Miseta: All of this looks good on paper, but pharma is a conservative industry that is not always anxious to embrace change. What do you believe are the biggest challenges you will need to overcome to make your vision a reality across the industry?
Koski: You already identified the first one. Whereas the airline industry started the creation of its global system some 70 years ago, the pharmaceutical industry has, over the last 50 or so years, created the current, more fragmented environment. Companies have made individual improvements by making investments in their internal systems. However, while those efforts can be useful, they lack interoperability, integration across the entire endeavor. We are now moving toward models of open innovation, sharing, and collaboration, and those are the key words in moving forward today.
We need to demonstrate to this industry, one that has spent years creating silos, the value in tearing down some of these silos. In some areas it just makes sense to do so, and in place of the silos we can create a shared infrastructure, just like we have in the airline industry.

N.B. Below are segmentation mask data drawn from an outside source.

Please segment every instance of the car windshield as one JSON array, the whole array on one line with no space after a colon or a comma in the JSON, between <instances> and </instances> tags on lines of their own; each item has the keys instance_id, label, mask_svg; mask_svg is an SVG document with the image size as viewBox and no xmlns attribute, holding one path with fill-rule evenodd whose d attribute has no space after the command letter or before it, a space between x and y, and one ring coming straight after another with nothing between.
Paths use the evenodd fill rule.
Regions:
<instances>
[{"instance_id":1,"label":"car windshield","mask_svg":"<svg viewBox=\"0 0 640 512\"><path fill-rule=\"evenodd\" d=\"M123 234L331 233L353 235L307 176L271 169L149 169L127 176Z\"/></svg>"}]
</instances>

Having said that, there will be problems to overcome, especially relating to messaging and credibility. However, I believe we may have current circumstances on our side. Many pharma companies are not in the same financial condition that they were just a few short years ago. With the time and cost of getting a new molecular entity to market increasing substantially, and a greater openness and willingness to embrace collaboration, there has never been a better time to undertake this effort. The key to this effort is getting sponsors and other stakeholders to recognize the value of a systems approach, and I think the need for that is very dramatic right now.
Analogously we are even seeing the President's Council of Advisors to Science and Technology issue reports saying systems engineering is the key to solving the problems we have in healthcare. We don't have a healthcare system, we have a healthcare mess. Systems engineering is the next generation thinking that will fix it.
Aside from that, we also have challenges in moving to a more global environment. Despite many years of efforts toward regulatory harmonization, we still don't have a climate in which we've been able to achieve standardization. As I frequently say, “harmonization has come to be a euphemism for failure to standardize.” If we can't get to standardization, we will never be able to do this. If we can have standards in plumbing, electrical codes, construction, information technology and, as Dr Freda Lewis-Hall has said, even for hair stylists, then we can have standards in pharma as well. We just need for all of the stakeholders to be flexible and willing to build the necessary interfaces to make these approaches possible.
Although there are challenges, the potential rewards are great. The clinical trials process is a $70 billion annual enterprise. Waste is conservatively estimated to be around 30 percent. So that’s $21 billion that is just squandered every year. If there are steps we can take to bring needed medicines to patients more efficiently and cost effectively, to not do so would be unethical. And the positive impact for sponsors and their investors would be dramatic as well.
We live in a pretty small world, and we are all players in this. Working together is the only way we will be able to reach our goals.